The appointment of a commissioner from outside the force may have been the correct one (and it was certainly a courageous decision on the part of the commissioner himself in accepting it) but the danger is that it could also be seen by rank and file gardaí as a vote of no confidence in them.

This was especially the case against a background when politicians and journalists appeared to be vying with each other to criticise the gardaí. One politician even suggested gardaí should not be allowed to have any discretion at all.

Judgment and discretion are of course at the heart of any frontline public service and nowhere are these qualities more vital than in a policing service. For generations, An Garda Síochána have earned the trust of the Irish people.

As an unarmed community police force, An Garda Síochána has been one of the great success stories of an independent Irish state.

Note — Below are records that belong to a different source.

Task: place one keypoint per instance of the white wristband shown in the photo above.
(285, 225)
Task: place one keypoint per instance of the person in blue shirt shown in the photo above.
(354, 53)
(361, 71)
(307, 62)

It is unfair to personalise the current dispute around the Garda Commissioner as the seeds of the situation extend well beyond him. By their generalised criticism some politicians have had a significant role in undermining garda morale. Politicians now need to play a positive role in restoring that morale.

John Glennon, Hollywood, Co Wicklow.

Toward an inclusive Church

The Synod on Synodality which opened in the Vatican on Wednesday is not alone a defining moment for the long-term legacy for Pope Francis but for the Church itself. Change is in the wind.

The Pope’s recent suggestion that there could be a way for the Catholic Church to bless same-sex unions marks a reversal of its previous teaching issued in 2021 that “the Church cannot bless same-sex unions because God cannot bless sin” is a remarkable advance in his thinking about a more inclusive Church of the future.

Hopefully, this radical move by Francis is but the first of many that will occur during the course of this Vatican assembly.

Brendan Butler, Drumcondra, Dublin 9.